Maps with R

ggplot2
maps
R
Author

Guilherme D. Garcia

Published

January 10, 2024

In a recent paper, Natália B. Guzzo and I needed a custom map showing cities in Brazil where Brazilian Veneto has official language status alongside Brazilian Portuguese (Garcia & Guzzo, 2023, p. 117)—the preprint can be accessed here. The result is shown in Figure 1, and the code needed to generate it is detailed below. Essentially, you will need the coordinates for the cities of interest, the map of the country (Brazil) and of the state (Rio Grande do Sul). These can be accomplished with the tidygeocoder, geobr, and tmap packages. Below, we start with a data file that already contains the necessary coordinates, so we won’t be loading leaflet.

Figure 1: The Italian Immigration Area in southern Brazil. Circles represent cities where Brazilian Veneto is an official language.

Loading coordinates

This is a simple table with the relevant cities, their latitude and longitude. Population is also listed but won’t be used here. I’m assuming you already have this. If you don’t, you can use the geo() function from the tidygeocoder extension. For example, geo(address = "Antônio Prado, Brazil", method = "osm") will extract coordinates for the city of Antônio Prado. The extension geobr() also has functions that accomplish the same task.

address lat long pop
Antônio Prado, Rio Grande do Sul -28.85678 -51.28014 14159
Bento Gonçalves, Rio Grande do Sul -29.16540 -51.51976 115069
Camargo, Rio Grande do Sul -28.58657 -52.20315 2524
Caxias do Sul, Rio Grande do Sul -29.16848 -51.17939 735276
Fagundes Varela, Rio Grande do Sul -28.88075 -51.69878 2596
Flores da Cunha, Rio Grande do Sul -29.03013 -51.18333 27135

Designing map

In the code below, we first prepare the data. Next, we create the map for the state in question and, finally, the map for the country.

Code
iia = iia |> 
  separate(address, into = c("city", "state"), sep = ", ") |> 
  filter(state == "Rio Grande do Sul") |> 
  droplevels() |> 
  pull(city)

# Map of the state
states = read_state(year=2019)
rs = geobr::read_state(code_state = "RS")
cities = geobr::read_municipality(year=2019, code_muni = "RS") |> 
  filter(name_muni %in% iia)

# Map of the country
BR = tmap::tm_shape(states) + 
  tmap::tm_graticules(col = "gray80") + 
  tmap::tm_polygons(col = "white") +
  tmap::tm_scale_bar(position = c("left", "bottom"), width = 0.15) +
  tmap::tm_compass(position = c("right", "top"), size = 3, type = "rose") +
  tmap::tm_shape(rs) +
  tmap::tm_polygons(col = "#f1c62a")

RS = tmap::tm_shape(rs) +
  tmap::tm_polygons(col = "#f1c62a") +
  tmap::tm_shape(cities) + 
  tmap::tm_dots(size = 0.8, shape = 21, alpha = 0.25)
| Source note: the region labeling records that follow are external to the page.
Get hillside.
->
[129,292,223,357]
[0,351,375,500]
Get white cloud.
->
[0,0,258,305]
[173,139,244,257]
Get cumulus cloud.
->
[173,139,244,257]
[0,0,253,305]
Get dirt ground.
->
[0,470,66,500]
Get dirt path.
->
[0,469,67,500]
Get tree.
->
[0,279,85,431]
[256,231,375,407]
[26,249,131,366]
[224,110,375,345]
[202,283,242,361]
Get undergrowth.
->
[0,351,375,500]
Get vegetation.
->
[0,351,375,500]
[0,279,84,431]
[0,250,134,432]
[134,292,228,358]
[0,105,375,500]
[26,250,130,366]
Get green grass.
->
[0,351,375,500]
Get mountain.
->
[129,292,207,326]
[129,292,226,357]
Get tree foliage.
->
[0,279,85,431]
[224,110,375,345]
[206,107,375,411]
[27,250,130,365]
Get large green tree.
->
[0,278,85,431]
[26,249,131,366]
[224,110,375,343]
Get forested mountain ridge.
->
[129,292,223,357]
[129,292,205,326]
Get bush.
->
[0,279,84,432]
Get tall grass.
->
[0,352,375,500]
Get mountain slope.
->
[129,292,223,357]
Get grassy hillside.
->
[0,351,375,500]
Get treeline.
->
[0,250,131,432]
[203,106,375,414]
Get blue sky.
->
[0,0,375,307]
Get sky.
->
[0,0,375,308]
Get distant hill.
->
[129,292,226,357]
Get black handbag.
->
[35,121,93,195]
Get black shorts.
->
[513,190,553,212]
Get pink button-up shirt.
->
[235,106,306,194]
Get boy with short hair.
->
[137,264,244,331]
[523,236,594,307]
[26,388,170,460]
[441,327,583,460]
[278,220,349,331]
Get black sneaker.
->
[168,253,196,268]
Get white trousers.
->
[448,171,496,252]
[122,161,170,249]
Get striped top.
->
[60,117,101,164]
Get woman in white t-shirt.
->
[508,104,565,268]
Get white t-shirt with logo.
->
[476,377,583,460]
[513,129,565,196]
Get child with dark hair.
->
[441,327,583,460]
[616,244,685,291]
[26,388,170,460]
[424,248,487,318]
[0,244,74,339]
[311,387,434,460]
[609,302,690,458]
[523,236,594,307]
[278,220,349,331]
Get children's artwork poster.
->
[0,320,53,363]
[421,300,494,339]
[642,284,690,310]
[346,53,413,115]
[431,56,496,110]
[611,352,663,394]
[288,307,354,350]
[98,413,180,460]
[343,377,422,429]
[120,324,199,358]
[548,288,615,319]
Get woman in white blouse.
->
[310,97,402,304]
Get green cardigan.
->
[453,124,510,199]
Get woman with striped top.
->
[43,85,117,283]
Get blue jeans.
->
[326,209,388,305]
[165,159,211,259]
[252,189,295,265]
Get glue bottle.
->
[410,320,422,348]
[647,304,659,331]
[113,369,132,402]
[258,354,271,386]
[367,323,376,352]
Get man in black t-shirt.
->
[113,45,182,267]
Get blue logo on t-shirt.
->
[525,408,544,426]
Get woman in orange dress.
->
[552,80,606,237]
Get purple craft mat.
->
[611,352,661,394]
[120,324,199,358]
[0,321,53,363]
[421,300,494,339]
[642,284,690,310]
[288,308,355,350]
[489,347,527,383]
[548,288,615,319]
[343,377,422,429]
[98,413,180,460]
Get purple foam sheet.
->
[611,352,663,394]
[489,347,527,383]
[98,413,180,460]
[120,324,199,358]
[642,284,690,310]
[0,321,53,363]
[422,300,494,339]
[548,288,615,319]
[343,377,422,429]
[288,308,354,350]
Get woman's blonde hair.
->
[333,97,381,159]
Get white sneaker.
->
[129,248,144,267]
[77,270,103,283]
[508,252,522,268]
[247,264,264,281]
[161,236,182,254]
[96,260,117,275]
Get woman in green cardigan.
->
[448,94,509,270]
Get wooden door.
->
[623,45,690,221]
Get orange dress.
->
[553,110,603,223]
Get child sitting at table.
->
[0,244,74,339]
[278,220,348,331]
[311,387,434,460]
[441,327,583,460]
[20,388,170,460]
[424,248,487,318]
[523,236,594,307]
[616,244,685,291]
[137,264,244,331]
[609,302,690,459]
The last step is to print the map. This is a bit different from your typical ggplot() figure as we’re placing the state map on top of the country. We’ll use the argument viewport (grid) inside the function print() to accomplish that. To save the map, we’ll use the function tmap_save()—the dimensions in question are exactly the ones we used for Figure 1.

Code
# Printing map
print(BR)
print(RS, vp = viewport(0.8, 0.33, width = 0.5, height = 0.5))


# Saving the figure
tmap_save(tm = BR, filename = "iia.jpeg", 
          insets_tm = RS, 
          insets_vp = viewport(0.8, 0.33, 
                               width = 0.5, 
                               height = 0.5),
          dpi = 500, width = 7, height = 4)

Copyright © 2024 Guilherme Duarte Garcia

References

Garcia, G. D., & Guzzo, N. B. (2023). A corpus-based approach to map target vowel asymmetry in Brazilian Veneto metaphony. Italian Journal of Linguistics, 35(1), 115–138.